Gartner Research Vice President Sid Nag says that Microsoft might be on to something. The company that figures out how to sell "pedestrian" uses for artificial intelligence will have an advantage in the cloud computing business, he said. 

"AI has always been positioned as esoteric technology," Nag said. "The trouble with AI is everybody talks about it as it if it's going to solve world hunger. The challenge is to leverage AI for real-world use cases."

On that front, Amazon hasn't been sitting still: The company has been investing in its own AI tools and says it offers customers the "broadest and deepest set of tools" for machine learning.

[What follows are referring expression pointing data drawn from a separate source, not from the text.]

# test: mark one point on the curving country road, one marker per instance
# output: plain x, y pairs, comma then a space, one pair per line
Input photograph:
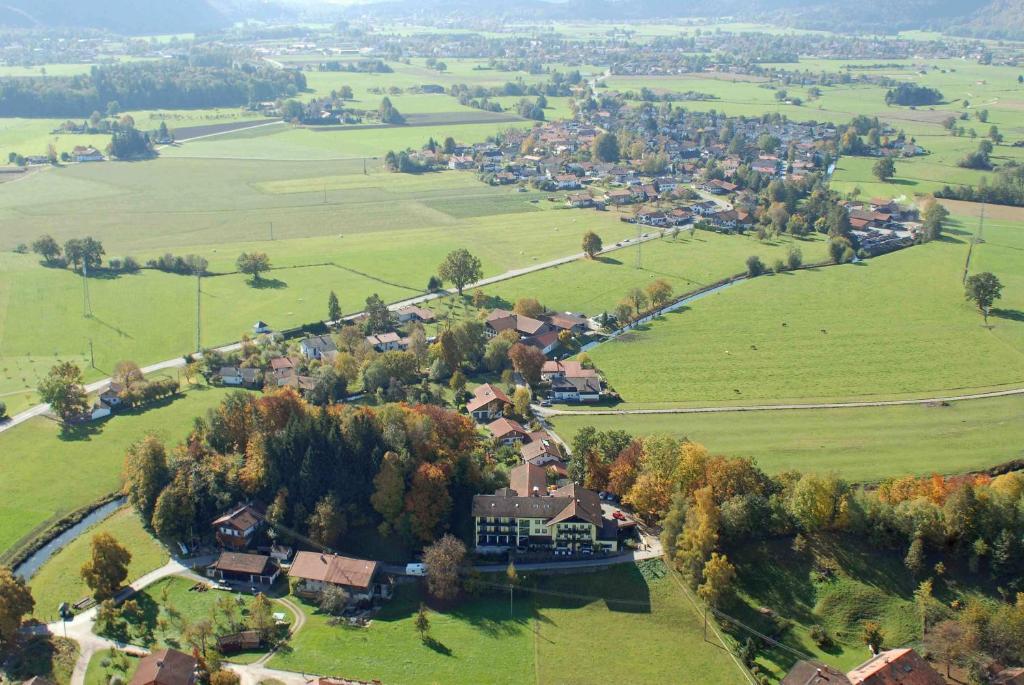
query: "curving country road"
179, 361
548, 412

More broadly, AWS has been making moves to counteract one of Microsoft's key advantages — the ability to appeal to enterprises. The company is hiring more marketing and salespeople capable of selling AWS to enterprise customers. 

"We are investing a lot more this year in sales force and marketing personnel mainly to handle a wider group of customers, an increasingly wide group of products — we continue to add thousands of products and features a year — and we continue to expand geographically,"Amazon Chief Financial Officer Brian Olsavsky recently said of AWS.

Still, while Amazon may rule the cloud-computing market, there are reasons to believe that Boyd is right on when he says that Microsoft has an edge in knowing what customers want from AI.

"Microsoft history is different than Amazon history," Nag said. "Microsoft has always had a seat at the table in a business."